Cohen non lo dichiara nel titolo, ma compie una operazione analoga. Il suo obiettivo è di mostrare, attraverso la parabola di Atene, l’inevitabile fallimento di ogni regime “popolare”. La prefazione è datata «novembre 1936». Fu scritta cioè nel momento in cui già cominciava a scricchiolare il governo di Léon Blum, formatosi nel giugno 1936 dopo la vittoria elettorale del Fronte Popolare (3 maggio ’36). L’allusività del libro di Cohen viene prontamente esaltata dal «Gringoire» del 19 marzo 1937, periodico di area Action française.
Cohen militava allora nella Fédération Républicaine, partito di destra guidato da Louis Marin, ostile al Fronte e, a suo tempo, addirittura schierato contro la revisione del processo a Dreyfus. [*1] (Della militanza di Cohen nella Fédération parla, con paternalistico sussiego, Jérôme Carcopino in un documento pubblicato da Claude Singer nel 1992 e risalente agli anni in cui Carcopino si rendeva strumento della persecuzione antiebraica del regime di di Vichy).[*2] Il volume di Cohen su Atene esce all’inizio del ’37 e viene ristampato ancora nel ’38 (quando ormai l’esperienza del Fronte è andata in pezzi) e ancora – dopo la morte dell’autore – nel gennaio ’41, sempre presso Fayard, quando ormai la Francia è per metà occupata dai tedeschi e per metà governata da Pétain e Laval.

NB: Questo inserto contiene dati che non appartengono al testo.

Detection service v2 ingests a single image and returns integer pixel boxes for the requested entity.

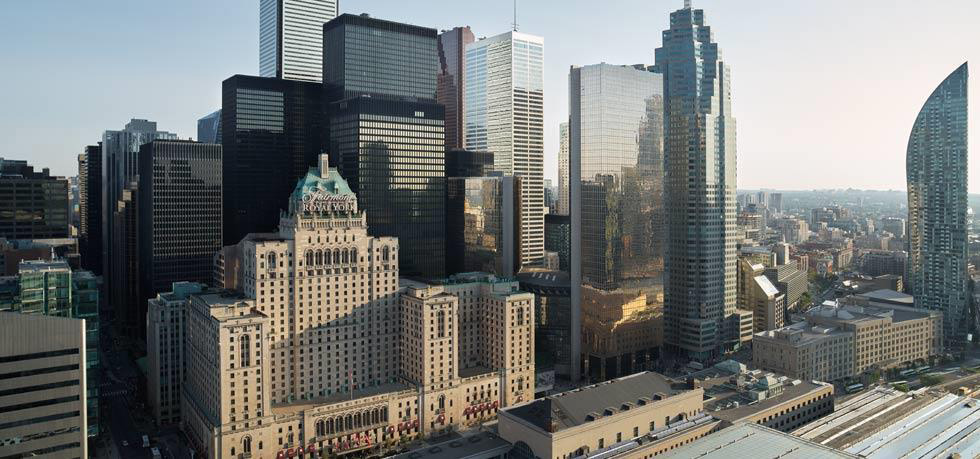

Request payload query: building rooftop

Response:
[663,424,858,459]
[395,432,511,459]
[505,372,680,432]
[845,395,980,459]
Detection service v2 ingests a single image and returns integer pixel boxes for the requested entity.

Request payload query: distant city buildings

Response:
[197,109,221,144]
[0,158,71,239]
[655,4,739,359]
[752,290,943,381]
[463,32,544,266]
[259,0,339,82]
[906,63,970,342]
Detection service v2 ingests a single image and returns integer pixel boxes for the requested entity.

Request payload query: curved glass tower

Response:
[906,63,969,342]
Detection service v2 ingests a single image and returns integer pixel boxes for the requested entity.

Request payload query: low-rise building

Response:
[497,372,719,459]
[752,290,943,381]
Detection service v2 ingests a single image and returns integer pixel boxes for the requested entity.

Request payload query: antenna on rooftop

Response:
[511,0,520,32]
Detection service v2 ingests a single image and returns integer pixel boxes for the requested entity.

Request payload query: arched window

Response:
[238,335,252,368]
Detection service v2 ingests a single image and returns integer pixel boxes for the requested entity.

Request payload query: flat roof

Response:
[845,395,980,459]
[705,378,833,422]
[395,432,511,459]
[663,423,858,459]
[504,371,681,431]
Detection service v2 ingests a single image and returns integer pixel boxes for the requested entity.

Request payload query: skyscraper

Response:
[259,0,338,82]
[558,122,571,215]
[78,144,102,276]
[197,109,221,143]
[905,63,969,341]
[436,26,474,150]
[135,140,222,335]
[463,32,544,266]
[0,158,70,239]
[323,14,446,279]
[102,118,177,308]
[655,3,738,358]
[568,64,665,379]
[220,75,323,244]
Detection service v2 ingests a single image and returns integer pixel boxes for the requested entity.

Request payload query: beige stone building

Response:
[753,291,942,381]
[174,157,534,458]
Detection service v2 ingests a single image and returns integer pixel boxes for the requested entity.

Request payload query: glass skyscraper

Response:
[655,4,738,359]
[323,14,446,279]
[568,64,665,379]
[463,32,544,266]
[259,0,338,82]
[906,63,969,342]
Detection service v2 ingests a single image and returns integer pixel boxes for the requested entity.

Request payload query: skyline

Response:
[0,0,980,193]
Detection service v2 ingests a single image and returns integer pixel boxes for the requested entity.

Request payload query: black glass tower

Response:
[221,75,323,245]
[136,140,222,336]
[78,143,102,276]
[326,14,446,279]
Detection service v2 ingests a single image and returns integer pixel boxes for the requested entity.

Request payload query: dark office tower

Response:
[436,26,476,149]
[446,149,493,177]
[323,14,446,279]
[0,158,71,239]
[905,63,970,344]
[572,64,665,380]
[102,118,177,308]
[221,75,323,244]
[544,214,572,273]
[446,174,521,277]
[197,110,221,144]
[78,144,102,276]
[138,140,222,342]
[655,4,738,359]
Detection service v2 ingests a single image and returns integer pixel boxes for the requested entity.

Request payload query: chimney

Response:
[320,153,330,178]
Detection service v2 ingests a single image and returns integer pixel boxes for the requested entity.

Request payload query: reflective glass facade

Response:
[259,0,338,82]
[463,32,544,266]
[0,158,71,239]
[906,63,969,341]
[446,176,521,277]
[655,7,738,358]
[329,97,446,279]
[436,26,474,149]
[221,75,323,245]
[138,140,222,312]
[323,14,439,102]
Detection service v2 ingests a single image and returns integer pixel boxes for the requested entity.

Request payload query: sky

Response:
[0,0,980,193]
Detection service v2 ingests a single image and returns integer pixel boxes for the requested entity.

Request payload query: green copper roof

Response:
[291,167,354,201]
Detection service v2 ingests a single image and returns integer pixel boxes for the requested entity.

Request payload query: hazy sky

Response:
[0,0,980,193]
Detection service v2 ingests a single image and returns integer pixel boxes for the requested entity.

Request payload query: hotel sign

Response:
[303,190,357,212]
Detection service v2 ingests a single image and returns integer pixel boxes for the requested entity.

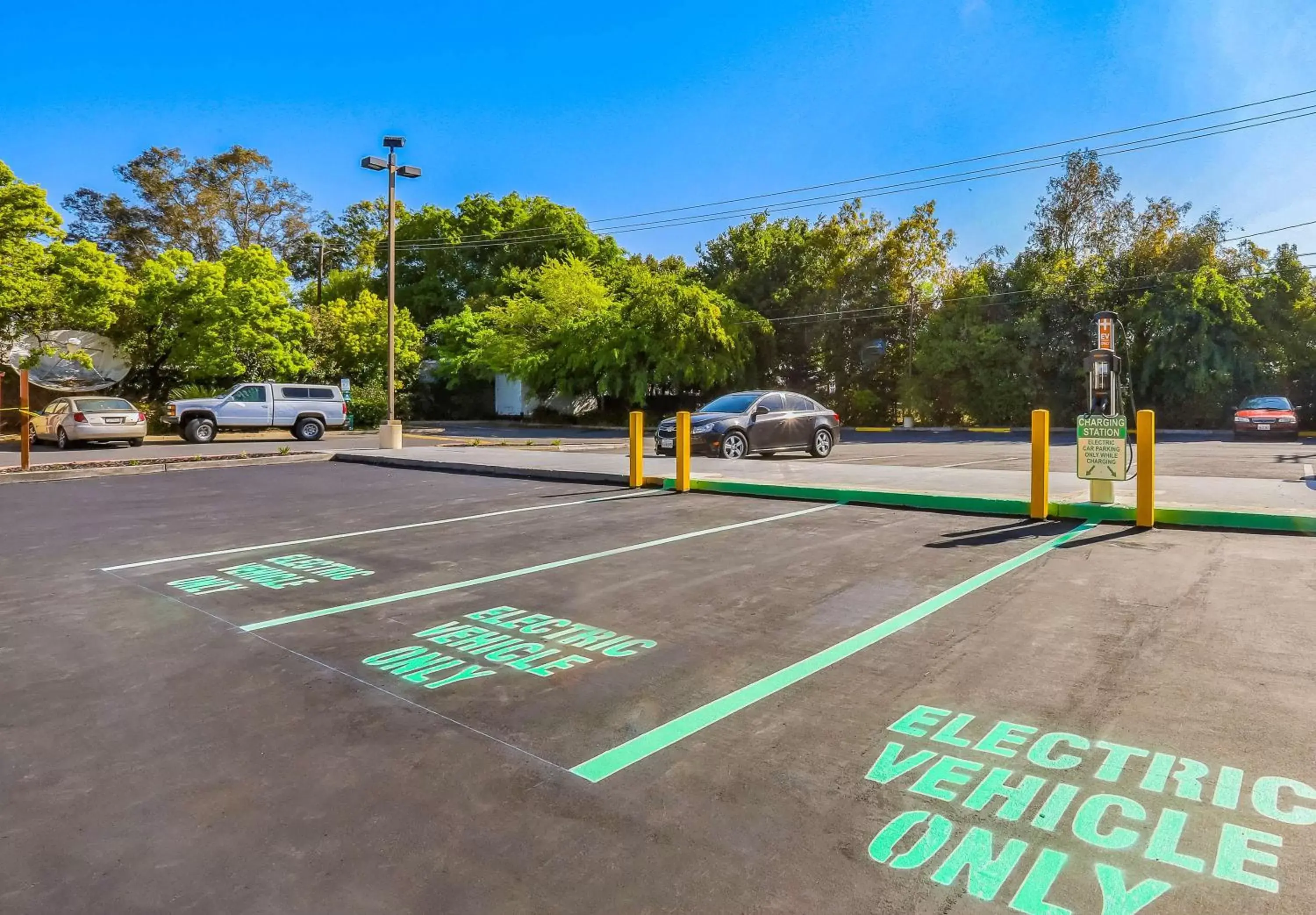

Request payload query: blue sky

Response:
[0,0,1316,259]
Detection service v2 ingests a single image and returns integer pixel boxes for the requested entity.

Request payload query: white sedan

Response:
[28,396,146,447]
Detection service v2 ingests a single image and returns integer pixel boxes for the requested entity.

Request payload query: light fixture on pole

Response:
[361,137,420,449]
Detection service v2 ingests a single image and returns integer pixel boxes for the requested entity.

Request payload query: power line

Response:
[594,89,1316,222]
[736,251,1316,326]
[376,89,1316,250]
[1216,220,1316,245]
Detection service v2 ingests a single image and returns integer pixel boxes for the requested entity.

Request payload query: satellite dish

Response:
[9,330,133,393]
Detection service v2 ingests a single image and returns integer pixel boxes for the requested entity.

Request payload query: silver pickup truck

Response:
[164,382,347,445]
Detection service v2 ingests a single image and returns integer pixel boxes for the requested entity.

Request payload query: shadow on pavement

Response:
[1055,525,1150,549]
[924,519,1073,549]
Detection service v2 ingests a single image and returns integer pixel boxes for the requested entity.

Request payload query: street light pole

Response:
[384,147,400,426]
[361,137,420,449]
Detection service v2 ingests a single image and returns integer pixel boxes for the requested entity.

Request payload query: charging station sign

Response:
[1078,413,1129,479]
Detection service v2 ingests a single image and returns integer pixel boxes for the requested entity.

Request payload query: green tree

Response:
[305,290,424,387]
[0,162,133,363]
[429,255,766,404]
[699,200,954,421]
[116,247,312,400]
[392,193,621,325]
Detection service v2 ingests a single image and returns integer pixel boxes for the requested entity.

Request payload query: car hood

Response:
[170,397,224,413]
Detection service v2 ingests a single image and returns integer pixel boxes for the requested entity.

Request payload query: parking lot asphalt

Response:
[0,464,1316,915]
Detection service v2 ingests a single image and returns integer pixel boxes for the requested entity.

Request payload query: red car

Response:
[1234,397,1298,438]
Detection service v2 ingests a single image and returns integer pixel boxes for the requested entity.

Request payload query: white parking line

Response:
[101,491,666,572]
[241,502,844,632]
[940,454,1024,468]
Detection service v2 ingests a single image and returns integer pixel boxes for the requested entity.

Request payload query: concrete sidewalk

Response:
[334,446,1316,529]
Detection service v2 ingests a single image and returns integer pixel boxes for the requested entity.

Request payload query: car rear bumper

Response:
[1234,422,1298,438]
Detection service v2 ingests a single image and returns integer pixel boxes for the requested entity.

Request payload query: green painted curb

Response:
[663,477,1028,515]
[663,477,1316,535]
[1046,502,1137,524]
[1155,508,1316,533]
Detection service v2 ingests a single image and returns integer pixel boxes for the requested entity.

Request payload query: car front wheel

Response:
[292,420,325,441]
[809,429,832,457]
[183,420,215,445]
[719,432,749,461]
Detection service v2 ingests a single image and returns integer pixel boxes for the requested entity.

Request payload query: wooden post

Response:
[18,368,32,470]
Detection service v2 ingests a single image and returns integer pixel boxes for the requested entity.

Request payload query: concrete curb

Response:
[0,451,330,486]
[329,451,630,486]
[679,478,1316,535]
[329,453,1316,535]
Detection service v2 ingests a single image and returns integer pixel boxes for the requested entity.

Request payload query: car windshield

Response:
[78,397,137,413]
[699,393,758,413]
[1238,397,1294,409]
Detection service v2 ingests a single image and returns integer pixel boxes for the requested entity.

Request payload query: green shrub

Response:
[349,384,411,429]
[168,384,228,400]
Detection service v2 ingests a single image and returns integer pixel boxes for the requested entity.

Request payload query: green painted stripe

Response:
[101,493,650,572]
[571,522,1096,782]
[241,503,840,632]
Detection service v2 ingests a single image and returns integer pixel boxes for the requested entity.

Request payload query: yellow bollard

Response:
[1028,409,1051,519]
[676,409,690,493]
[630,409,645,489]
[1137,409,1155,528]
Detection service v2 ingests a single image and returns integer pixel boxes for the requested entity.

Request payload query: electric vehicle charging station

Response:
[1078,311,1129,504]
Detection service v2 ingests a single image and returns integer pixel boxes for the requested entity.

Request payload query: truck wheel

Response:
[183,418,215,445]
[292,416,325,441]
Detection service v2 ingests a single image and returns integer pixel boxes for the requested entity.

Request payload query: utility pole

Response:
[18,368,32,470]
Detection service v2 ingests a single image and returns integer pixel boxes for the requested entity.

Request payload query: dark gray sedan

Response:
[654,391,841,461]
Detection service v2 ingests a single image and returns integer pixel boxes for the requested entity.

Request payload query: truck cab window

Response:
[233,384,265,403]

Scriveva dunque Cohen nel novembre ’36, fornendo in prefazione una chiave di lettura del suo libro su Atene: «Nei tempi tumultuosi che stiamo vivendo, ho ritenuto che non sarebbe stato privo d’interesse, per tutti coloro i quali pensano che le lezioni del passato illuminano talvolta, e sia pure di flebile luce, gli avvenimenti del presente, trovare, raccontata nella forma più semplice possibile, la storia della prima [la più antica] repubblica della storia. Così è nato questo libro, scritto in purezza di cuore (qui est de bonne foi). Mi si rimprovererà ch’io mescoli troppo spesso, parlando di Atene, biasimi ed elogi. Il fatto è che io ho voluto essere innanzi tutto sincero. Noi abbiamo difetti che rassomigliano ben singolarmente ai difetti degli antichi Greci. Esattamente come loro, noi ci appaghiamo di parole; volentieri scambiamo per fatti concreti ciò che è solo parola o agitazione; non ci dispiace nascondere il nulla di una decisione dietro una formula roboante» (pp. 9-10). Nonostante la promessa di «bonne foi», il linguaggio che Cohen adopera nel raccontare la storia ateniese è spiccatamente allusivo. Clistene viene definito «illustre représentant de la plus ancienne dynastie républicaine du monde» (p. 55). Il VII capitolo s’intitola: «Périclès et les origines du socialisme d’état». L’VIII si apre con un rimbrotto a George Grote e agli storici inglesi che non hanno mai smesso di «témoigner d’une sympathie parfois excessive pour Athènes».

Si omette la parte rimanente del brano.